Тьма всколыхнулась — не просто движением, а осмысленной реакцией. Она подалась навстречу, словно принимая его намерение. Слои дрогнули, раздвинулись, и в разрыве Михаил увидел...


Не увидел. Ощутил. Вспомнил.


Поезд. Дождь за окном. Стук колёс. Он стоит в тамбуре, прижавшись лбом к стеклу. Телефон в кармане — только что звонил Громову, тот сказал что-то про кровь, про то, что Звездочёт не мог действовать в одиночку. Мысли путаются. Дело разваливается. Следов нет. Звездочёт как призрак — был и исчез. И этот дождь, бесконечный дождь.


А потом — толчок.


Резкий, как удар в спину. Поезд дёргается, Михаила швыряет на стену тамбура. Визг металла. Крик — кажется, его собственный. Мир переворачивается. Пол становится потолком, стены смыкаются. Боль.
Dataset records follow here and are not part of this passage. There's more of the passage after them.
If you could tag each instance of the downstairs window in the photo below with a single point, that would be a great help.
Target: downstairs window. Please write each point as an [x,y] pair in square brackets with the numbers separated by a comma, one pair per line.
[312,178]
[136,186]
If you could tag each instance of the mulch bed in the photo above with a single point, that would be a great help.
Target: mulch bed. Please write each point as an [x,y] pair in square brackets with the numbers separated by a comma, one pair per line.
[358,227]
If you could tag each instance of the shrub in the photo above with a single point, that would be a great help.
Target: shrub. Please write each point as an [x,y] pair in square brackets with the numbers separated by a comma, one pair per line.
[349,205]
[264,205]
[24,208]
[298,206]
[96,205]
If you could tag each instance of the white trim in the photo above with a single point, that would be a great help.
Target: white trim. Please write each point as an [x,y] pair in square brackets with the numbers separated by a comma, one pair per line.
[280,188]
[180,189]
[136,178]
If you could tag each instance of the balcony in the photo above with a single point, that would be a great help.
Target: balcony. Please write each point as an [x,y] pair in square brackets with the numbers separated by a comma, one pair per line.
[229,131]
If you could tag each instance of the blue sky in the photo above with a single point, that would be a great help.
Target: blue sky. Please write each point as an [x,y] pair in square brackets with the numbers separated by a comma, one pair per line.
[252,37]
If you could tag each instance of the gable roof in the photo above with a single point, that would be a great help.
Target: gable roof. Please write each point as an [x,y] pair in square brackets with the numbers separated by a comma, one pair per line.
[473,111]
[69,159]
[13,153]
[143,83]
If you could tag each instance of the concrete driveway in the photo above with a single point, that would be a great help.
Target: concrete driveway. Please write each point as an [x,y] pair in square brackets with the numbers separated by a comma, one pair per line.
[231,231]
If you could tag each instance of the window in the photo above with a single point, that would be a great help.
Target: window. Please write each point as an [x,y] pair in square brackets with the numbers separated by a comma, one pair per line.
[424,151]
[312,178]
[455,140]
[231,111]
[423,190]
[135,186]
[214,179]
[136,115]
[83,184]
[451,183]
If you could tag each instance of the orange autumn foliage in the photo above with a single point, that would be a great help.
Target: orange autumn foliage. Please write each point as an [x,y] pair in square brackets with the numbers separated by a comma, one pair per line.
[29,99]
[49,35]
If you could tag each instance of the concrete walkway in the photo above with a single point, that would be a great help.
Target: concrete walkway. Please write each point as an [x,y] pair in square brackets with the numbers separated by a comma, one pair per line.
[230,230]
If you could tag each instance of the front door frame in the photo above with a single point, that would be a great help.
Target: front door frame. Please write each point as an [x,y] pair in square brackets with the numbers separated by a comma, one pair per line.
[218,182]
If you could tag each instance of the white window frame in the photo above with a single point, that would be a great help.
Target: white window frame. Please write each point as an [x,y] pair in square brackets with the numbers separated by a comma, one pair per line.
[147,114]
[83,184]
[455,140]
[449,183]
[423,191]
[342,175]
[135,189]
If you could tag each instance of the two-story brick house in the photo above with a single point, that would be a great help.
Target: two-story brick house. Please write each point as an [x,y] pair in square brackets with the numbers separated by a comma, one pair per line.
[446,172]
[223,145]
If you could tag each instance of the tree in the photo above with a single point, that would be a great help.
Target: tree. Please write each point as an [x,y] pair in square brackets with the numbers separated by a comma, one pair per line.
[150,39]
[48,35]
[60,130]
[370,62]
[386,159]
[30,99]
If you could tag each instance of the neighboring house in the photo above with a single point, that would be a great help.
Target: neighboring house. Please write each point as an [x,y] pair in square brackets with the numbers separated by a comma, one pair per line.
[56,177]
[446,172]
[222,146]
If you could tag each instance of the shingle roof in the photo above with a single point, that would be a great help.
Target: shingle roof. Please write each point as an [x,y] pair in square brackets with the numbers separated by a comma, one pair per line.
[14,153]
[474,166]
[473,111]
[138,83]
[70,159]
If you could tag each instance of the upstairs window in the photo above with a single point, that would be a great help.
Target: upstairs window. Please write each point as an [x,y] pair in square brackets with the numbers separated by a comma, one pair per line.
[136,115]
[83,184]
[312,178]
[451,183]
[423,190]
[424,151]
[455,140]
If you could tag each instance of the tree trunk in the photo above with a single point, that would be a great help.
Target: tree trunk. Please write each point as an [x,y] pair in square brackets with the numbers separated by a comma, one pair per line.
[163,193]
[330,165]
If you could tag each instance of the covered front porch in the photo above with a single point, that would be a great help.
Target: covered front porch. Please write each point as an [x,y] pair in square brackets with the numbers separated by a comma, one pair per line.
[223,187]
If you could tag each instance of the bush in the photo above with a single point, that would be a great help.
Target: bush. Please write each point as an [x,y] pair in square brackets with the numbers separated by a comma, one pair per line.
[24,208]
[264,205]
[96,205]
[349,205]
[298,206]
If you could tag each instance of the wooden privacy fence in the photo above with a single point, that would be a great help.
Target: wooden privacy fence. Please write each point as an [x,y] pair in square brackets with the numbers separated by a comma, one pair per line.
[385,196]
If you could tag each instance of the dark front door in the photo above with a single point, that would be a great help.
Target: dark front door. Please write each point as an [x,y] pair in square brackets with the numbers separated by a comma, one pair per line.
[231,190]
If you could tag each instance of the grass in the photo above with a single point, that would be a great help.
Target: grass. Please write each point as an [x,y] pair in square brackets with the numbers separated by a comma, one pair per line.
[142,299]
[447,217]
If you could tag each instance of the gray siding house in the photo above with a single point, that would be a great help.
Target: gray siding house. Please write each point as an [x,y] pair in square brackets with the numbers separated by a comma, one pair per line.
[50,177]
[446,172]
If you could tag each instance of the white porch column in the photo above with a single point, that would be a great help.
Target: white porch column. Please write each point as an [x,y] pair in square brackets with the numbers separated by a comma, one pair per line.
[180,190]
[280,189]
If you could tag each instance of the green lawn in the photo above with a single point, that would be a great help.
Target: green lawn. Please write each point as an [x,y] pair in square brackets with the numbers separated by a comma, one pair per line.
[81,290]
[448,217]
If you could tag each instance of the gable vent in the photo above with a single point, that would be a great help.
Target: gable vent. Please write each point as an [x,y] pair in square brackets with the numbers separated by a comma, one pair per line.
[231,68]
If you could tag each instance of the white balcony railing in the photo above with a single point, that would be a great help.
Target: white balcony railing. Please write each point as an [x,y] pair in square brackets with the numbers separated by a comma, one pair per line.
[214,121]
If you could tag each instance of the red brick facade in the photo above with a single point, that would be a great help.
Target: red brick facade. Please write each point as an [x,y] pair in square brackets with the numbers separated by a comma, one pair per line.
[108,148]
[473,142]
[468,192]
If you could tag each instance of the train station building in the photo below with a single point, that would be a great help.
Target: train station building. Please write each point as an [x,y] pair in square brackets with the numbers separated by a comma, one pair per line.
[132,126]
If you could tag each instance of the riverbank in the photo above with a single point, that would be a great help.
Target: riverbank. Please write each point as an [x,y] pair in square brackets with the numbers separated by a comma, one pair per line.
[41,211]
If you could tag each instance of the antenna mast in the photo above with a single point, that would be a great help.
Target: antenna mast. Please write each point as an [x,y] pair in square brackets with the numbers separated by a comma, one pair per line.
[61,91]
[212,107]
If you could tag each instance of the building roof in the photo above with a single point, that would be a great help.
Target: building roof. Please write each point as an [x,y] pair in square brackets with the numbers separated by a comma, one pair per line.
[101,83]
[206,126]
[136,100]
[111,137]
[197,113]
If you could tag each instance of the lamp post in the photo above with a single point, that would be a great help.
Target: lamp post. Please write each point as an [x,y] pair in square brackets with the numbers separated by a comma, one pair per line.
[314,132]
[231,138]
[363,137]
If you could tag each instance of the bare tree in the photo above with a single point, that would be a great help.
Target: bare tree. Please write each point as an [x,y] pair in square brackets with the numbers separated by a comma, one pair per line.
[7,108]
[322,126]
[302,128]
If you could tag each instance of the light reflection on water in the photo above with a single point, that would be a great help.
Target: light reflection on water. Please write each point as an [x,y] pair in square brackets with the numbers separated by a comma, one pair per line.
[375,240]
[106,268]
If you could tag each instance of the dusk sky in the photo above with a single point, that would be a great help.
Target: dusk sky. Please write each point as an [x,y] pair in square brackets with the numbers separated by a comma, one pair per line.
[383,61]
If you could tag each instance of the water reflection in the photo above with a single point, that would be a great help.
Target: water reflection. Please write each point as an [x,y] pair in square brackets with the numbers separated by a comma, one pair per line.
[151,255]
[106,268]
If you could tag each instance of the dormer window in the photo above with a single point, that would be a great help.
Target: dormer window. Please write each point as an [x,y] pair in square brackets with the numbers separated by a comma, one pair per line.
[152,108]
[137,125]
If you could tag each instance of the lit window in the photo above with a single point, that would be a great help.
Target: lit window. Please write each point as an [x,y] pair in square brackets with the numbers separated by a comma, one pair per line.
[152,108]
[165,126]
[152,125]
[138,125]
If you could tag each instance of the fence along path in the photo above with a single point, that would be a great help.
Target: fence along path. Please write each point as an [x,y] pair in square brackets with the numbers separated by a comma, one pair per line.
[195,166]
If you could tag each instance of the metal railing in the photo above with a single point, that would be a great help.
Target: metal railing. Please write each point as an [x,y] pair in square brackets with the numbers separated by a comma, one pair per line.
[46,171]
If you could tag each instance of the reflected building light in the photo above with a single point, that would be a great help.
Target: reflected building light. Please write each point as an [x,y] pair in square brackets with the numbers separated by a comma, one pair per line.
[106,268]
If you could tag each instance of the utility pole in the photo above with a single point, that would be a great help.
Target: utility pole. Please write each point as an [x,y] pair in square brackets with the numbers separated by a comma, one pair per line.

Короткая, ослепительная —


И тьма.


Михаил отшатнулся — мысленно, потому что отшатываться было нечем. Но воспоминание схлынуло так же резко, как накатило. Оставив после себя дрожь — не физическую, но психологическую, глубинную.


— Это оно, — сказал он. — Крушение.


— Да, — подтвердил отец. — Это ближайший слой. То, что случилось с тобой в последнюю минуту перед тем, как ты оказался здесь.


— Я... я был в поезде. Был толчок. И всё.


— Больше ты пока не готов увидеть.


Михаил хотел возразить — он следователь, он привык смотреть на страшное, он не боится, — но осёкся. Дело было не в страхе. Дело было в том, что воспоминание оказалось... живым. Не картинкой, не видеозаписью — а полноценным переживанием. Когда он касался его, он был там. Чувствовал холод стекла. Слышал дождь. Испытывал боль.


— Правила, — сказал отец. — Я обещал рассказать о правилах.


— Да. Рассказывай.


— Первое: мир реагирует на тебя. Твои эмоции, твои мысли, твои намерения — всё здесь материально. Гнев искажает пространство. Страх порождает чудовищ. Принятие открывает пути. Ты — центр этого мира, и всё в нём вращается вокруг тебя.